Voters will also consider two measures to undo, temporarily, two ballot-box budgeting measures approved years ago. One raised tobacco taxes and dedicated the money to programs for children. The other placed an income tax surcharge on millionaires and earmarked the money for mental health programs. Some money from those measures would be redirected to the general fund, saving about $500 million a year.
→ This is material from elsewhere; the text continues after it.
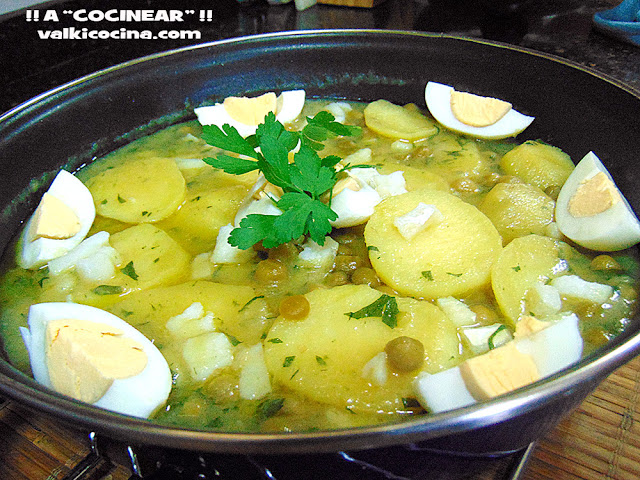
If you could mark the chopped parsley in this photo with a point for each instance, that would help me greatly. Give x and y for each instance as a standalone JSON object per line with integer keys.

While the compromise linking the spending limit to the taxes made perfect sense inside the Capitol, it presents the voters with a tough choice. If they vote for the spending limit, they will extend the taxes by another two years. If they reject the spending limit, they will give themselves a tax cut after two years. A rejection of the spending measure would not unravel the entire deal, however, since the cuts and taxes enacted for the first two years would still take effect. But the governor and the Legislature would soon be forced to find an entirely new solution to the problem, even if the economy began to recover.

The deal could also have long-term repercussions for the state’s political system because of the demands of Republican Senator Abel Maldonado. Maldonado won approval of a constitutional amendment to create an open primary system. The measure will appear on the ballot in 2010 and, if approved, would allow voters to choose any candidate in a primary regardless of party affiliation, with the top two vote-getters moving on to a general election.

“I don’t want anything for my district,” Maldonado told reporters before the vote. A moderate, he said the open primary would give legislators like him a better chance of ascending to higher office. He lost a primary race for state controller in 2006 to a more conservative Republican.

Daniel Weintraub is the public affairs columnist for the editorial pages of the Sacramento Bee. He has covered California politics for more than 20 years.